Reviens à tes quartiers de coing, une fois cuits, égoutte-les dans une passoire et récupère l’eau de cuisson. Pèse cette eau. Pèse le même poids en sucre (ou les trois quarts de ce poids si tu préfères). Mets cette eau à nouveau dans un chaudron, ajoute le sucre et une gousse de vanille fendue. Laisse cuire un bon quart d’heure à une demie heure. Assure-toi que la gelée ait correctement pris en laissant tomber quelques gouttes de ta préparation sur une assiette que tu auras placé préalablement au froid. Si les gouttes figent, tu peux alors verser ta gelée dans des pots propres que tu auras fait bouillir quelques minutes dans un plein chaudron d’eau. Dans le cas contraire, si comme moi tu as tardé à préparer tes coings et qu’ils ont perdu une bonne partie de leur pectine, triche sans hésiter ! Ajoute une cuillère à café rase de poudre d’algue (agar agar) par demi litre d’eau de cuisson. N’oublie pas de diluer l’algue dans un peu d’eau et de la filtrer avant de la verser et enfin laisse à ta préparation quelques minutes pour faire quelques bouillons. Verse le tout immédiatement dans des pots propres et ferme rapidement. Ta gelée en sera quelque peu troublée mais n’aies crainte son goût en sera parfaitement préservé.

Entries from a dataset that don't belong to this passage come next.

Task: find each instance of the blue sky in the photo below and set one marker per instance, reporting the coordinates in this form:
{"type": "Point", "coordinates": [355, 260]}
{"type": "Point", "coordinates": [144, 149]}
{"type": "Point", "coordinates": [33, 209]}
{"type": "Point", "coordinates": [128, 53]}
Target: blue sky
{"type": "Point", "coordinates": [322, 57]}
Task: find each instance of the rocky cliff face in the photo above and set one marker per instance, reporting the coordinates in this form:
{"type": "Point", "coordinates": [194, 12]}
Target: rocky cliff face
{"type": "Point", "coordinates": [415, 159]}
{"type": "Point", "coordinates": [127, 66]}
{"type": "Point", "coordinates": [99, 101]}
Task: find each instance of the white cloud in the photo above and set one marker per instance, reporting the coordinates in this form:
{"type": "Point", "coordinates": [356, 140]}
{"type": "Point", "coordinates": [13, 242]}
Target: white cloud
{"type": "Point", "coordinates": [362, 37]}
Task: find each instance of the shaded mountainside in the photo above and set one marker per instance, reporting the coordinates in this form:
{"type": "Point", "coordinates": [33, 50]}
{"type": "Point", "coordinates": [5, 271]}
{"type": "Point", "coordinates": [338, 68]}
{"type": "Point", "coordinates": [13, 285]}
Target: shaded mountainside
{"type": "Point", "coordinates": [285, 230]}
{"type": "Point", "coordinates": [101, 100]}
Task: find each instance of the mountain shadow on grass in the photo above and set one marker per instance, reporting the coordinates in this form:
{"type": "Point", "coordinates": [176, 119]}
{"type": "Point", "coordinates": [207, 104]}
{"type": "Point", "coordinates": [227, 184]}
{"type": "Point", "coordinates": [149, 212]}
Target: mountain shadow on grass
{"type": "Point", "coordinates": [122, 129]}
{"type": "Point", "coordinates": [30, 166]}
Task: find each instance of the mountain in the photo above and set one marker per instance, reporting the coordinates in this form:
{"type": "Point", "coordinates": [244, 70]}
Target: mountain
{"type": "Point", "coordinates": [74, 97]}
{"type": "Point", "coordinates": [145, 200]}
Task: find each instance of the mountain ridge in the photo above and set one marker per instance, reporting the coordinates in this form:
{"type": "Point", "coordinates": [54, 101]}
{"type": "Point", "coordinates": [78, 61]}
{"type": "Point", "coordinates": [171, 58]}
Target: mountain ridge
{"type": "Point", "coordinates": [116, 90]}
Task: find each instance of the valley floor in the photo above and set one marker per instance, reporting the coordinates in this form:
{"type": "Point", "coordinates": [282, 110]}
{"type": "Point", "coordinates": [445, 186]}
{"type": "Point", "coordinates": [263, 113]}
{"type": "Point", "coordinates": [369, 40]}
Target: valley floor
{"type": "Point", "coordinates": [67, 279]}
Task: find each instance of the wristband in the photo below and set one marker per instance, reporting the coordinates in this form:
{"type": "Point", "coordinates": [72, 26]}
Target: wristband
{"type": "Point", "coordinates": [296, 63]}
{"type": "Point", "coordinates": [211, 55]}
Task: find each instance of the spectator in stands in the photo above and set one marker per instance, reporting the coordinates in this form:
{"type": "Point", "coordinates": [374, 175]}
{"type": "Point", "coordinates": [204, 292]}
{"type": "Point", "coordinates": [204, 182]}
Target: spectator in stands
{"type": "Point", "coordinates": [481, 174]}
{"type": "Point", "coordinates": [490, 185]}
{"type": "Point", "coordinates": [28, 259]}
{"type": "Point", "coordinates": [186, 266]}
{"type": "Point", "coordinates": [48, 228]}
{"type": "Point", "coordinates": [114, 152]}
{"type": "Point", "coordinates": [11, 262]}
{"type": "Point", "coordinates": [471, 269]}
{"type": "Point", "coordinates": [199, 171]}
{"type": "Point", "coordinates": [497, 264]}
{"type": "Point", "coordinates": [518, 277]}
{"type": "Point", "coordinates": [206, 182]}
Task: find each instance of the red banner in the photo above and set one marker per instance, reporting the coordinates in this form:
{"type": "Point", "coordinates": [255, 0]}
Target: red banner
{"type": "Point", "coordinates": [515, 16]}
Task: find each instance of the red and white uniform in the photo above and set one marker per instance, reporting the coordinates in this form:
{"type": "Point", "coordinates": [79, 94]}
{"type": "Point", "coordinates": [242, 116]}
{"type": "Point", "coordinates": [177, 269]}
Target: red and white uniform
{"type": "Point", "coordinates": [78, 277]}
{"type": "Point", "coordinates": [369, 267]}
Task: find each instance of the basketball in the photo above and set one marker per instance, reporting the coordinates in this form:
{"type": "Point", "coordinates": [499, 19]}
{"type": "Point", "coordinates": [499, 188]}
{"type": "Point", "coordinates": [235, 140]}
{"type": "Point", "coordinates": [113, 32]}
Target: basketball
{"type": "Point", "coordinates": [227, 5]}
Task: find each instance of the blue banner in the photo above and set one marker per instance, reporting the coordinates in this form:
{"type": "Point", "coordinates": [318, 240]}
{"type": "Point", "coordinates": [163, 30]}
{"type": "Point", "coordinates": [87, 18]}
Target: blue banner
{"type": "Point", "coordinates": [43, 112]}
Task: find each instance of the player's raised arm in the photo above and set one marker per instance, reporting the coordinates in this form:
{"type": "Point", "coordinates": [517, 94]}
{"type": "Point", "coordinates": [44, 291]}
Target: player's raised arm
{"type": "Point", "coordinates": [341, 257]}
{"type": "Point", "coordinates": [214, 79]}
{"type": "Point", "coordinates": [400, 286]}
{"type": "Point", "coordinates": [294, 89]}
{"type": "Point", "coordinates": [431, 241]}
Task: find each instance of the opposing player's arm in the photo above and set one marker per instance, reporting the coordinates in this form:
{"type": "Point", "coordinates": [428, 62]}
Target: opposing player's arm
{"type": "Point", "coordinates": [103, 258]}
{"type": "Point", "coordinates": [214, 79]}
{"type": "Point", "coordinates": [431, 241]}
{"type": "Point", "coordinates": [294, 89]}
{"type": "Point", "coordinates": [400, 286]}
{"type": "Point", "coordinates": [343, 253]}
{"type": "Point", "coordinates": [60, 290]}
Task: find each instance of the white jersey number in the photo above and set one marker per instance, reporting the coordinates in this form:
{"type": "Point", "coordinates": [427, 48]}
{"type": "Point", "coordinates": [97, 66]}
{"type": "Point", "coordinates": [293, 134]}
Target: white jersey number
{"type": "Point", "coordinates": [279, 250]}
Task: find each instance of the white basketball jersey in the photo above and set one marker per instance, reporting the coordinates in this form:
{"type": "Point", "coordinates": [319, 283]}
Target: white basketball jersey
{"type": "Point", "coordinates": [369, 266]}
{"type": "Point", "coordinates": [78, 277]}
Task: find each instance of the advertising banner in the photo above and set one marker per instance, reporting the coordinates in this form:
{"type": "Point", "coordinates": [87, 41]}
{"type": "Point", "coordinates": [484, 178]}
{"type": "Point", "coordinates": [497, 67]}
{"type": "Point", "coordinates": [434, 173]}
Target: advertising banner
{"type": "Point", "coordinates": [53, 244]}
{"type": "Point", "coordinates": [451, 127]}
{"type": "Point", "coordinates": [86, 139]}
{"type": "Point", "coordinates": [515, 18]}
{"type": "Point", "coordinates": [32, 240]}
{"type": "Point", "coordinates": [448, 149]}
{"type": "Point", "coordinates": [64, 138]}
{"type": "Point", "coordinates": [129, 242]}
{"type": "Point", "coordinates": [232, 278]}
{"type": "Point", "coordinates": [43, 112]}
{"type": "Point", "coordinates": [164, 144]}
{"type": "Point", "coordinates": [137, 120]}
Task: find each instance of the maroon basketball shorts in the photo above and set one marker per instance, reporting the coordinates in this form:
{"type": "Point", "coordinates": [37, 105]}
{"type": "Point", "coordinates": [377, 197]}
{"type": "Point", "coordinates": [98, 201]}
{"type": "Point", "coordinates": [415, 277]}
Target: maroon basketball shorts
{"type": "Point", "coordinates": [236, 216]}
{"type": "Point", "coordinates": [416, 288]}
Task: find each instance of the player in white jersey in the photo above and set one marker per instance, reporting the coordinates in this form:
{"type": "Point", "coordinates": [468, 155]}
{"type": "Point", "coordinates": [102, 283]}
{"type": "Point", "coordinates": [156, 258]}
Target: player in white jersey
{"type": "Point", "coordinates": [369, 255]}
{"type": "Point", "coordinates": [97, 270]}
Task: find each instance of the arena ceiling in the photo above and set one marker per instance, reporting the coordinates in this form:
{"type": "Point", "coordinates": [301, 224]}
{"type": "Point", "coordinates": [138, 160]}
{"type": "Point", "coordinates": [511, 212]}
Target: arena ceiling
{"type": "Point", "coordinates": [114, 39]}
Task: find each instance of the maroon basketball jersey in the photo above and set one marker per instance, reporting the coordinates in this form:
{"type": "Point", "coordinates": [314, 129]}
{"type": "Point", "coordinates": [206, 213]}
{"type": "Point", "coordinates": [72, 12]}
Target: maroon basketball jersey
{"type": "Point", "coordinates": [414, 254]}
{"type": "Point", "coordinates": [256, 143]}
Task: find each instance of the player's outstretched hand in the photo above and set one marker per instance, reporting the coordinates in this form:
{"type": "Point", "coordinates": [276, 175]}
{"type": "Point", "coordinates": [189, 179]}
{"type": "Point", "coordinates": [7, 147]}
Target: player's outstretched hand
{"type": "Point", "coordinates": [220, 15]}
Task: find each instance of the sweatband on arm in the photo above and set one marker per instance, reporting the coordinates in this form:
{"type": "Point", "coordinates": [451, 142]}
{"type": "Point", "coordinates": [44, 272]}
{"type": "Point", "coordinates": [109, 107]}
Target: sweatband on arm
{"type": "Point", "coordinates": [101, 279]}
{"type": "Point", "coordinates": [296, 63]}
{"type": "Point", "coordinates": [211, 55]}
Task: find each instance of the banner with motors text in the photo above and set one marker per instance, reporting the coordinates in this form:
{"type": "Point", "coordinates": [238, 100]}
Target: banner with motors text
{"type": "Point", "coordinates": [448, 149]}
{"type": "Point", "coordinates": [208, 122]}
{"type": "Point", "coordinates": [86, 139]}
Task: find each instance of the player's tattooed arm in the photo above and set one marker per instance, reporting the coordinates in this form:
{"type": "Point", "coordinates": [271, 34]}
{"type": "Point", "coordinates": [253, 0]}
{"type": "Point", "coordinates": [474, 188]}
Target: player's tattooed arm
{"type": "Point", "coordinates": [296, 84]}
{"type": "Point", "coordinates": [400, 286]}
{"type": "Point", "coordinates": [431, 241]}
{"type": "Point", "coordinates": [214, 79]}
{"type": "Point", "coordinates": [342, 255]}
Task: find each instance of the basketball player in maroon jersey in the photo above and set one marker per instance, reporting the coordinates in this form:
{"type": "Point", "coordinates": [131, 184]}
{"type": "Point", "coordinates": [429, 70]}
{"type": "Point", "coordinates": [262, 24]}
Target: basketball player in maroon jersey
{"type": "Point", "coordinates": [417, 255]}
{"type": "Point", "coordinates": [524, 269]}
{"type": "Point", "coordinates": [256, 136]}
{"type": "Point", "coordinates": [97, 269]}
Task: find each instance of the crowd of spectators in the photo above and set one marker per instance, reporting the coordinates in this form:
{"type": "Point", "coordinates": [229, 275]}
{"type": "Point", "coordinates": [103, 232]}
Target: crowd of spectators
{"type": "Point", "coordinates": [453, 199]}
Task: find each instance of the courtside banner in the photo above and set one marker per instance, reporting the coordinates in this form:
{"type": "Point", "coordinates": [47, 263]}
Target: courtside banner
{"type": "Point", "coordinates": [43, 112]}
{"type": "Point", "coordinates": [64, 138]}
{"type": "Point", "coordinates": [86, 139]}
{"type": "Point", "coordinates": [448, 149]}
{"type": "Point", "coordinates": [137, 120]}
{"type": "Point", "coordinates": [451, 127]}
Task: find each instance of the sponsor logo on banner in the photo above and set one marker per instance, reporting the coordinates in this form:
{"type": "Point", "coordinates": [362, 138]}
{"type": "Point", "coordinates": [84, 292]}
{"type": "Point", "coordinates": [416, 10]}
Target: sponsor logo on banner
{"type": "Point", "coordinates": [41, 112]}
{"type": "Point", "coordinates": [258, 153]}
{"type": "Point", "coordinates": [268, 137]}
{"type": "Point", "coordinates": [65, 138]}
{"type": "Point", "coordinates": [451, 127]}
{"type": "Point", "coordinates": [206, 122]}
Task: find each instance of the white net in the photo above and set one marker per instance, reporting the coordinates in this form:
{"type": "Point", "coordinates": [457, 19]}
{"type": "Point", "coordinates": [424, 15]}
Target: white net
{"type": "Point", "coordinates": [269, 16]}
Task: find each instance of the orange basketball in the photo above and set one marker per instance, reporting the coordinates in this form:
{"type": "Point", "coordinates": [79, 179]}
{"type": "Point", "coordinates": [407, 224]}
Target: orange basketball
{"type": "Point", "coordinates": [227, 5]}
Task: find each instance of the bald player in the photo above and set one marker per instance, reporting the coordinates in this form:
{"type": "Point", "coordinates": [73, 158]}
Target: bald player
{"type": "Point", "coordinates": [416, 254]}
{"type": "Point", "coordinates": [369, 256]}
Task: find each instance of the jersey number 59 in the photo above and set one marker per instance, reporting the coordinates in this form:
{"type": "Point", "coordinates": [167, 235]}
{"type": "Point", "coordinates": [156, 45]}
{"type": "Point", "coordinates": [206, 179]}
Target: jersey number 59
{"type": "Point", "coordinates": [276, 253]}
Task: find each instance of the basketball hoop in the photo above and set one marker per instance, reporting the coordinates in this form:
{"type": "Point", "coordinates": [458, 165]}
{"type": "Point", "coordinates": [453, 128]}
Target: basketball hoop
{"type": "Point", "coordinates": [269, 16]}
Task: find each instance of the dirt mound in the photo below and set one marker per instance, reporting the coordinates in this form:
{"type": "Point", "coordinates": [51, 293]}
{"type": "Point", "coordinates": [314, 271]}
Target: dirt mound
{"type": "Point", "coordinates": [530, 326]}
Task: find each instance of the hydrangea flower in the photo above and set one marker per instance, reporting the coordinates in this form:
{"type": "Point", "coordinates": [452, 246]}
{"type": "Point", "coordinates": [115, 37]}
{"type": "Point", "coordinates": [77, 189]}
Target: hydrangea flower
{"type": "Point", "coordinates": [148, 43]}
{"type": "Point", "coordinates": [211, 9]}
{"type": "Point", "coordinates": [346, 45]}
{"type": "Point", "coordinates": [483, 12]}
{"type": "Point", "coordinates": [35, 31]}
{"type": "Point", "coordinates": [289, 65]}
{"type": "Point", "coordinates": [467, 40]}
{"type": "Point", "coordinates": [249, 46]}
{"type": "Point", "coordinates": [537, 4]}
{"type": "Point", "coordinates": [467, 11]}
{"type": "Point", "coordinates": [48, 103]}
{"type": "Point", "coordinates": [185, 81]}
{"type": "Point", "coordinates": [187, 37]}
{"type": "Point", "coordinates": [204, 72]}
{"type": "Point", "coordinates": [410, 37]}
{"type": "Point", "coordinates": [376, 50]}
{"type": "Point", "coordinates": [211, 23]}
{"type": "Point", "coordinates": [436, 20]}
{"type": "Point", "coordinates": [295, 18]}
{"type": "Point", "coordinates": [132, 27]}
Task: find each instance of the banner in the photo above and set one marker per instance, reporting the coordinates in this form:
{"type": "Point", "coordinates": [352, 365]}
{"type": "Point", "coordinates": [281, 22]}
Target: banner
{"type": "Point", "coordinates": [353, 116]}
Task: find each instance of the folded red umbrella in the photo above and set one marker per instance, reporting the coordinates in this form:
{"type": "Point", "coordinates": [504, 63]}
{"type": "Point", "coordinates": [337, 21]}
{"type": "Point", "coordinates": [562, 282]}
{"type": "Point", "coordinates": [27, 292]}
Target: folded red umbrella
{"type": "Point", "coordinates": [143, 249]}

Tes quartiers de coings auront fini d’égoutter et tu pourras retirer pépins et parties dures. Pèse la chair qui te reste. Puis pèse le même poids en sucre. Écrase la chair en purée dans ton chaudron. Choisis quelques belles petites bûches de ton bois préféré et jette-les dans ton feu pour qu’il soit bien vif. Ajoute le sucre et une gousse de vanille fendue. Avec ta plus belle cuillère en bois et ta patience, celles qui sont magiques, remue sans cesse ce mélange dans le sens de la danse du soleil. Tu as maintenant le temps de te concentrer sur les bénédictions d’amour et de fécondité pour la nouvelle année. Mets-y tout ton cœur et ta magie sans cesser de remuer. Quand enfin, lors d’une brassée, tu vois le fond de ton chaudron ta pâte est prête. Verse-la dans un moule sur deux ou trois centimètres d’épaisseur et laisse-la sécher quelques jours d’un côté puis de l’autre. Coupe-les en morceaux selon ta fantaisie. En carré, en losange, en étoile… Puis saupoudre-les de sucre. Mais si comme moi tu l’aimes bien fraîche et tendre, range-la au frais dans ta plus jolie boîte et mange-la à la petite cuillère.